Thursday, January 28, 2010

Shibboleth

The nature of the creative mind induces one to consider various scenarios. Indeed, to craft the circumstances that the characters of a story would navigate, conjure the colors of a painting, or the arrangement of stones in one's garden requires this sort of evocation. With everything we do, it is human to seek validation.

I think to presume too much? Or something like that.

The nature of this blog precludes my most private thoughts on the matter from being displayed. I have chosen to seek a sort of creative acceleration through certain methods, ways of granting my mind a contrivance both social and convenient of garnering creative impetus. This involves risks, and that I trust the people I choose to share my material with.

A recipe for disaster if I step wrong, even once.

Not everyone delights in risk-taking and putting themselves in potentially perilous situations. It is not in my own nature to trust other people. Generally, people just mess up, let you down, and engage in things both stupid and futile. Thinking you've found people devoid of the same human weakness is as blind as assuming that anyone (self included) is immune to such weakness.

So one takes the paranoid road to create in seclusion or they choose to believe in people like they would want to believe in themselves.
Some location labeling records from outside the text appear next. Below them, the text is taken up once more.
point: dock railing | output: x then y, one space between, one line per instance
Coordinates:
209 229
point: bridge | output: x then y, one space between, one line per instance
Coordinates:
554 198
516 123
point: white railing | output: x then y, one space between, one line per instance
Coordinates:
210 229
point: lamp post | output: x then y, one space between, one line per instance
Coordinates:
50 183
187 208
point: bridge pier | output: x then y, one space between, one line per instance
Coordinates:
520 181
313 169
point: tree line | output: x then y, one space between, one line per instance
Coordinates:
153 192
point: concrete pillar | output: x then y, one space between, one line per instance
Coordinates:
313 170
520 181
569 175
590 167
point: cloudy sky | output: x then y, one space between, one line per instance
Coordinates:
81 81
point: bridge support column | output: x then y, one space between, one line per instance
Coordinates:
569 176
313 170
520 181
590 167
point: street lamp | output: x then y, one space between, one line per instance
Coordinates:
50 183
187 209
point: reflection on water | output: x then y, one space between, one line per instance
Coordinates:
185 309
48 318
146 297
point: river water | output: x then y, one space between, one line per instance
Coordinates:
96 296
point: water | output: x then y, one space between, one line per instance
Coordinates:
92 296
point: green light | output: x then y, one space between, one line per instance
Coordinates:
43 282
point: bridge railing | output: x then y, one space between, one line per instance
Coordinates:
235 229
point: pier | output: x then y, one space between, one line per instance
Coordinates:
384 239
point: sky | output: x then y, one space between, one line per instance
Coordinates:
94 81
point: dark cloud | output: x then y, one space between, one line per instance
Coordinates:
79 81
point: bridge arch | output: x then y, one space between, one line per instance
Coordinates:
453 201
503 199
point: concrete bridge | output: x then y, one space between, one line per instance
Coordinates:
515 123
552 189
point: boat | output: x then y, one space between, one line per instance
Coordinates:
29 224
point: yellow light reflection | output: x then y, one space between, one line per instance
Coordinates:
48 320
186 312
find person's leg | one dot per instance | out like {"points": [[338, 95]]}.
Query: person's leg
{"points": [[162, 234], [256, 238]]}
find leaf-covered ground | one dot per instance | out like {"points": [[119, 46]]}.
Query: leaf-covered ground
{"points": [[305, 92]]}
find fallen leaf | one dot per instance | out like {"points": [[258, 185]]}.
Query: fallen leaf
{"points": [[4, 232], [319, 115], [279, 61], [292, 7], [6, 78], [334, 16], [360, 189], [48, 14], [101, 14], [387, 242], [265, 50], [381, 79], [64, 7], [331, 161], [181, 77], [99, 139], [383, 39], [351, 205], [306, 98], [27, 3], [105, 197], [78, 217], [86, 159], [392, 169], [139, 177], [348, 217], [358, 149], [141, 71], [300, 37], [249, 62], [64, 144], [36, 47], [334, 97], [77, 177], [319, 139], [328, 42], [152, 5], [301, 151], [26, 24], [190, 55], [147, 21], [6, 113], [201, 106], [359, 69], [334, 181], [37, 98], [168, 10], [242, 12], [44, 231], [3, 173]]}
Would this lead one to consider the tangible elements of Faith? I love to put these things into context when I write. Sort out my feelings and look for answers by seeing things through the eyes of fictional characters, people without a stake in the real world. To totally escape. More to the point I often consider if anyone gives what they do this much thought. From the outside the appearance of such can be deceiving.

Most seem to operate purely out of a motivation for money.

A few seek to be validated by someone that is supposed to love them.

Yet more want desperately to be recognized for their efforts.

Approval. All.

Does this make everyone who would create something beautiful to watch, read, or view an attention seeking reprobate with a hole inside that can never be filled? Probably. Even if someone seeks to achieve some ethical high ground beyond those simple desires, it is itself a product of someone seeking the attention of a higher power?

So, the desire to create comes from emptiness? Because someone sees an empty space, of feels one for that matter, they are driven to make something to fit? Perhaps sorrow isn't the creative fuel I thought it was. More to the point, sorrow is probably just the sidecar to whatever is driving a creative person to make whatever they desire to make.

Misery loves company.

I love those studios, jewelers, and similar that have windows open to the street. There was a place in Portland where you could watch, from the sidewalk, the short order cooks flip flap jacks. As much as people likely enjoy the outcome of the creative pursuit, watching the graceful agony of creating things of worth is likely just as enticing.

Am I my own all consuming train-wreck? A vision I cannot take my eyes off of?

These thoughts swirl in my mind questioning the format of everything I've done in the last four months. I wonder if my methods are granting me short term clarity while obscuring my somewhat longer term future. The paranoia and stress that comes with working with people, my own eating and sleeping habits, the scrutiny (or lack thereof) that comes with involving those close to me in my most personal affairs.

I have made other people carry my burdens too much already.

Writing some stories should not carry this level of complexity. Grappling with the process of creating fiction shouldn't make me doubt the very essence of Truth. Finding the final medium for my work shouldn't require that I strain my relationships, my time, or my sanity the way it has lately. The endlessly delaying the distribution of simple world building exercises from people that likely just want to help me? In exchange for a few hours of being entertained, warm laughter, and hotter coffee?

Doubt setting fire to paranoia, fanned by the winds of anxiety, tainting everything I do.

Making me write pointlessly circular entries to my Blog. Never getting answers to questions that probably have no business being asked. Seeking solutions that only peal back the layers of a flawed methodology that somehow works without such blackened examination. Considering courses of action that are themselves a quiet violation of my own life long means of operation.

Doing things just to do things. Giving meaningless things meaning. Talking to hear my own voice. It just seems to get more pathetic the more I think about it. I couldn't even isolate what "it" is if I tried.

Oh well, merrily on my way.

1 comment:

  1. I cannot speak for everyone who might be reading this. But, I feel as if you spoke the words I could not find (and more eloquently than I would have at that). I do consider myself an artist who get's the most thrill from creating. So, in respect to: is this a trait of an artist? I would have to say that it is quite likely as I also share those thoughts.